Sólo donde hubo cristianismo y luego cundió la apostasía (piénsese en sociedades, piénsese en sujetos singulares) parece no medrar este deseo de redención. Y es que «el perro vuelve a su propio vómito y la cerda lavada vuelve a revolcarse en el cieno» (II Pe 2,22), y allí donde un espíritu maligno había sido expulsado entraron otros siete peores que él. El liberalismo, según es noto, trajo de todo menos la libertad. Y ablandó los caracteres, enervó los temples, sepultó las voluntades. Y dejó en su lugar un tácito nihilismo y una réplica terrestre -como un envés- del embudo infernal. Inadvertido porque aún sin llamas ni aullidos -o al menos no tan ubicuos y empinados-, con refocilante embotamiento sensorial como para reservar a sus presas para peores ulteriores días.

La cultura de la muerte reviste múltiples facetas y es pródiga en símbolos (no hablamos del aborto, el tráfico de armas y la delincuencia desatada, todos suficientemente alusivos a la sangre como para ser tomados con mero valor de analogía). La disolución de las familias, fenómeno de muerte si los hay, entra de lleno en su circuito semántico. Y la disipación del seso que, como apuntado más arriba, concurre como causa de la expansión necrótica. Cuando Martín Fierro mató al moreno, sabiéndose corrido por la policía de campaña como por otras tantas erinnias, se fue al desierto, que es imagen de la expiación. Hasta del hosco abuelito de Heidi comentaban los lugareños que su retiro montañés estaba motivado por haberle dado muerte a un hombre.

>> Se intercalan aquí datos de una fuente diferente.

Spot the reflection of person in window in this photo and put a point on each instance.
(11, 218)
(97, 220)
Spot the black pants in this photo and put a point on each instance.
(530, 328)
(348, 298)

La cifras del aborto quirúrgico en la Argentina trepan, desde hace 30 años ininterrumpidos, a quinientos mil anuales (lo que permite deducir que, sobre una población femenina de poco más de veinte millones, cerca de una tercera parte le dio muerte al hijo por nacer), lo que no obsta para que la inmensa mayoría de las filicidas vivan una vida aparentemente normal, circulen por la calle y hasta se detengan a tomar un helado en la vereda en los meses cálidos, entre bromas con las vecinas. Se ha omitido la penitencia, se ha hecho como si nada, y con esto se ha abierto la puerta a todas las calamidades.

«No podemos seguir insistiendo sólo en cuestiones referentes al aborto», dijo a su tiempo el profeta de Moloch, a quien sólo la distracción universal -incluida la de los cardenales de la Santa Romana Iglesia- pudo consentirle tan inopinada potestad. La vida sigue, aunque envenenada, y todo lo que tocan nuestros contemporáneos se vuelve estéril y mustio, desde la escuela hasta la política. ¡Muerte desmesurada, matases a ti sola!, clamó el poeta, y hoy no sabríamos cómo ritmar su desazón. Pende una pesada maldición sobre esta estirpe.